Finalement, Sally entra dans l’appartement et en ressortit avec un saladier d’eau froide, qu’elle balança à la tête de sa colocataire. Surprise, Cette dernière lâcha le chien qui couina vers sa maîtresse. Harmony rigolait, ruisselante et sale et perdue.

Sally referma la porte sur cette espèce de conne. Mme Tuille aussi.

Sally tremblait car elle était en pleine crise de manque. Harmony était censée acheter de la vodka et de la bière mais ne l’avait visiblement pas fait. Le problème était que Sally avait beaucoup de mal à sortir. On l’avait diagnostiquée agoraphobe. Peur de la place publique. Sally avait l’impression de mourir plusieurs fois par jour, en particulier lorsqu’elle franchissait le seuil de son studio. Pratique pour une parisienne. Il pouvait lui arriver de sortir dans la rue mais toujours accompagnée. D’une personne de confiance sinon, ça ne marchait pas.

Dès lors, Sally ne comprenait pas pourquoi son subconscient considérait une camée de 36 ans comme une personne de confiance.

À travers le judas, elle vérifiait où en était Harmony. Elle était allongée à la romaine et lisait Les Monologues du Vagin à même le parquet trempé.
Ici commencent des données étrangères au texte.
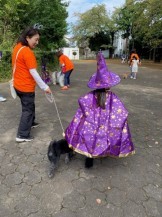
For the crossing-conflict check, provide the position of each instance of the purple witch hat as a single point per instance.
(103, 78)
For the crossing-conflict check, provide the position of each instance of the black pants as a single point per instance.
(28, 113)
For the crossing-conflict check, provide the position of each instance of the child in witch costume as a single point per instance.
(99, 127)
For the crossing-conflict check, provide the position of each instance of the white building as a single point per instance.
(119, 44)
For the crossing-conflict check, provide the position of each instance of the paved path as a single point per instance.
(127, 187)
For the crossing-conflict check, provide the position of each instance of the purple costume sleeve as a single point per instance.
(97, 132)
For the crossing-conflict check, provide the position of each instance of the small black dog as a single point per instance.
(55, 149)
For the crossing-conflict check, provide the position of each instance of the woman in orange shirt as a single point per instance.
(67, 67)
(25, 78)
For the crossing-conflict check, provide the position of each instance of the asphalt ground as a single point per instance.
(125, 187)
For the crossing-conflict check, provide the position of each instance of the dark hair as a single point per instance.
(59, 53)
(28, 32)
(134, 57)
(101, 97)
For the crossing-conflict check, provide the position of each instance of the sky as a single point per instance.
(80, 6)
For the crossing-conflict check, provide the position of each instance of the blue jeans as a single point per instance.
(67, 77)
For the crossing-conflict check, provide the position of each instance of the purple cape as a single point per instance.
(97, 132)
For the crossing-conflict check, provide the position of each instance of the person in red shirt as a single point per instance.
(67, 67)
(25, 78)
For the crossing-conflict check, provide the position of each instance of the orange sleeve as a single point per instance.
(29, 58)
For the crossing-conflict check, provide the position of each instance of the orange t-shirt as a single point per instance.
(63, 59)
(23, 80)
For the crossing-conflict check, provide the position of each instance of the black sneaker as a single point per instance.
(22, 139)
(35, 124)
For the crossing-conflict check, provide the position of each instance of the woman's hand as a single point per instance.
(48, 90)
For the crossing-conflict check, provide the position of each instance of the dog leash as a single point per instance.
(51, 99)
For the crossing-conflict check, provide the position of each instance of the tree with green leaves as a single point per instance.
(94, 28)
(15, 15)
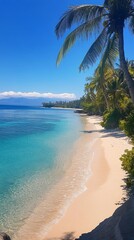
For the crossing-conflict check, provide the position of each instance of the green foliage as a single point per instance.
(111, 118)
(128, 165)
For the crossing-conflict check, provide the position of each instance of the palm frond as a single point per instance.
(78, 15)
(94, 51)
(111, 52)
(83, 31)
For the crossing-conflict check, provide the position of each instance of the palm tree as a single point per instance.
(108, 21)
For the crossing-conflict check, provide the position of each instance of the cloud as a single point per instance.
(12, 94)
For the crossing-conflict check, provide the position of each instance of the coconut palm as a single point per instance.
(108, 22)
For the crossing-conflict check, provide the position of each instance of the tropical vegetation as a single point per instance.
(107, 22)
(110, 92)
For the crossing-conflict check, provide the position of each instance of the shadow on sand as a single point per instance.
(107, 133)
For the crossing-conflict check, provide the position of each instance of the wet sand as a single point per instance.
(104, 187)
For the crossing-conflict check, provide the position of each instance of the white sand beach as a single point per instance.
(105, 185)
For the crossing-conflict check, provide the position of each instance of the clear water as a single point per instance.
(35, 145)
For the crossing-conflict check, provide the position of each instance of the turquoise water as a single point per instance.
(35, 145)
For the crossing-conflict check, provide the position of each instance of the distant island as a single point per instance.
(63, 104)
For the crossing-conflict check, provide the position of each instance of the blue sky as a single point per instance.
(29, 47)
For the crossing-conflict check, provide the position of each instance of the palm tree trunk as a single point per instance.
(129, 80)
(105, 97)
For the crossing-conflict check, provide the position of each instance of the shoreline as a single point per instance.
(103, 188)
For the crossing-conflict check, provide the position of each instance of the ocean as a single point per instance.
(36, 147)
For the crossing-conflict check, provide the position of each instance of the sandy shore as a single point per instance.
(104, 188)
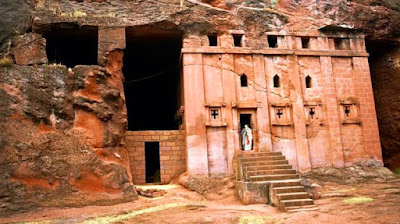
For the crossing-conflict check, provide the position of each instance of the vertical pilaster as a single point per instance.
(369, 123)
(335, 151)
(195, 119)
(299, 121)
(264, 130)
(228, 80)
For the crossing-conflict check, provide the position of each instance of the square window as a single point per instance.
(305, 42)
(213, 40)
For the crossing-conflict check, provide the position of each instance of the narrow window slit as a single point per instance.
(277, 82)
(237, 40)
(213, 40)
(243, 80)
(308, 82)
(305, 42)
(272, 41)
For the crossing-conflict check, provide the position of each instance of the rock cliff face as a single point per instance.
(61, 129)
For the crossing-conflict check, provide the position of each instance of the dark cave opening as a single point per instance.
(152, 76)
(384, 65)
(152, 156)
(72, 46)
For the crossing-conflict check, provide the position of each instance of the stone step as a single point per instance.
(291, 189)
(273, 177)
(262, 158)
(291, 196)
(302, 208)
(258, 154)
(268, 167)
(285, 183)
(268, 172)
(295, 202)
(265, 163)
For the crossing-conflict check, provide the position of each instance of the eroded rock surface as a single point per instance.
(61, 129)
(51, 153)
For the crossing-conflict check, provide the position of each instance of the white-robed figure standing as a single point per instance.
(247, 138)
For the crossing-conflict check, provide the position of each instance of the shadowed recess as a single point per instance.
(151, 70)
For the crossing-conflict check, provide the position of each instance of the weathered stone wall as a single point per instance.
(61, 128)
(60, 135)
(172, 153)
(342, 130)
(385, 73)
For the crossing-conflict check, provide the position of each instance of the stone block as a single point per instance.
(253, 192)
(29, 49)
(110, 39)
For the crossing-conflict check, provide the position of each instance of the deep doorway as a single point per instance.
(152, 155)
(245, 119)
(152, 80)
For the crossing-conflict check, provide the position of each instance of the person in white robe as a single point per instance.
(247, 138)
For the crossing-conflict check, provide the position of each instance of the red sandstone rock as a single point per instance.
(30, 49)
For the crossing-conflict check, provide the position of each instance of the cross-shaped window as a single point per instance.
(312, 112)
(214, 114)
(347, 110)
(279, 113)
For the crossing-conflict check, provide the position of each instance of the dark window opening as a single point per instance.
(312, 112)
(277, 82)
(243, 80)
(273, 41)
(237, 39)
(347, 110)
(305, 42)
(308, 82)
(72, 46)
(279, 112)
(213, 40)
(214, 114)
(152, 156)
(245, 119)
(342, 43)
(152, 80)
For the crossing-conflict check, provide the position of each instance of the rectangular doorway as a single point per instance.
(152, 156)
(152, 79)
(245, 119)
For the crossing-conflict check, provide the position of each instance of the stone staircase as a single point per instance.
(283, 183)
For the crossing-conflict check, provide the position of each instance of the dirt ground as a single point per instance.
(379, 202)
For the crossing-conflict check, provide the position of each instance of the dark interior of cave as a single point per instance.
(386, 91)
(152, 75)
(152, 156)
(72, 46)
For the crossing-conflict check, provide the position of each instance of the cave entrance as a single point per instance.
(152, 80)
(384, 76)
(152, 155)
(72, 45)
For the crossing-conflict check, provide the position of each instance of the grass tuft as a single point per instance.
(254, 219)
(358, 200)
(119, 218)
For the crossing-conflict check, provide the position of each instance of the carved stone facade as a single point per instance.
(309, 96)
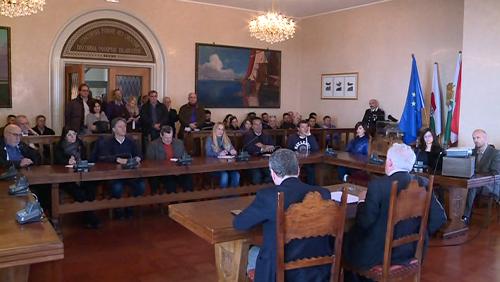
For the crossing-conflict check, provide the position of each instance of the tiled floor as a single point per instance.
(151, 247)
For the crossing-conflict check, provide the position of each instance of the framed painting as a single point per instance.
(237, 77)
(339, 86)
(5, 78)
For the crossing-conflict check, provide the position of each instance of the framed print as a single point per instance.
(339, 86)
(5, 76)
(237, 77)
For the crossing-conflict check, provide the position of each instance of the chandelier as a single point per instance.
(272, 27)
(19, 8)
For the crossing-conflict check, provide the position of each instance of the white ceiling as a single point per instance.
(292, 8)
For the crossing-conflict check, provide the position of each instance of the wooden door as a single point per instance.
(130, 80)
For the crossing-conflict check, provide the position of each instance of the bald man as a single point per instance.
(191, 115)
(13, 151)
(487, 162)
(372, 115)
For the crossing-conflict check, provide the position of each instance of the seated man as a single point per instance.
(118, 149)
(166, 148)
(284, 168)
(255, 142)
(364, 243)
(487, 162)
(304, 143)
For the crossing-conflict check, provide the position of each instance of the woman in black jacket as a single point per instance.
(69, 151)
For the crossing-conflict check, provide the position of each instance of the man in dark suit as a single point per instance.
(77, 109)
(364, 243)
(153, 117)
(487, 162)
(284, 169)
(165, 148)
(372, 115)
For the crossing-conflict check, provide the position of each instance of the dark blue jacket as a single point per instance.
(108, 149)
(364, 243)
(307, 144)
(250, 139)
(358, 146)
(262, 211)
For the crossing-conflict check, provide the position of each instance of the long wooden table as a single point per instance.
(455, 200)
(23, 245)
(456, 188)
(213, 222)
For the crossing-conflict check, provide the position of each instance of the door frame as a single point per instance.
(158, 78)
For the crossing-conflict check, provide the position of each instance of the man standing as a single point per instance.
(165, 148)
(118, 149)
(153, 117)
(364, 243)
(191, 115)
(487, 162)
(172, 116)
(77, 109)
(255, 142)
(284, 168)
(304, 143)
(372, 115)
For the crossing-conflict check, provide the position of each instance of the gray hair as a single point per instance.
(402, 156)
(284, 163)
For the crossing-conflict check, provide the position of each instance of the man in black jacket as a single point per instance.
(487, 162)
(256, 142)
(153, 117)
(364, 243)
(77, 109)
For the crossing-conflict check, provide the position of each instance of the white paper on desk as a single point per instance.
(337, 197)
(225, 157)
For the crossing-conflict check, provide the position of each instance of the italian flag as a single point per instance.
(435, 121)
(453, 117)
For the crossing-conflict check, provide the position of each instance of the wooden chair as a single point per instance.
(312, 217)
(412, 202)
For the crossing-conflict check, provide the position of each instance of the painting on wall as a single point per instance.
(339, 86)
(5, 80)
(237, 77)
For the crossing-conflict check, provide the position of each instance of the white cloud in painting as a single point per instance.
(214, 70)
Fébrile, Sally attrapa son sac et r’ouvrit la porte.

« – Viens, dit-elle

“ – Où ça ?

– Chez G20.

– J’y suis allée”, mentait-elle

“ – Tu mens. Allons-y, je dois boire un coup.

– Non, laisse-moi.

– Toi aussi tu dois boire un coup.

– Vrai. Putain. On va où, déjà ?

– Chez G20 !

– Allons chez Leader Price.

– Non, l’alcool est dégueu en hard-discount.

– Chez G20 ?!?

– Oui. Allez, bouge-toi, ça va bientôt fermer.

– Tu es alcoolique.

– Je sais. Toi aussi.

– Je sais. On y va. »

Harmony se leva péniblement . Ses cheveux goutaient le long de sa nuque et Sally la serra dans ses bras.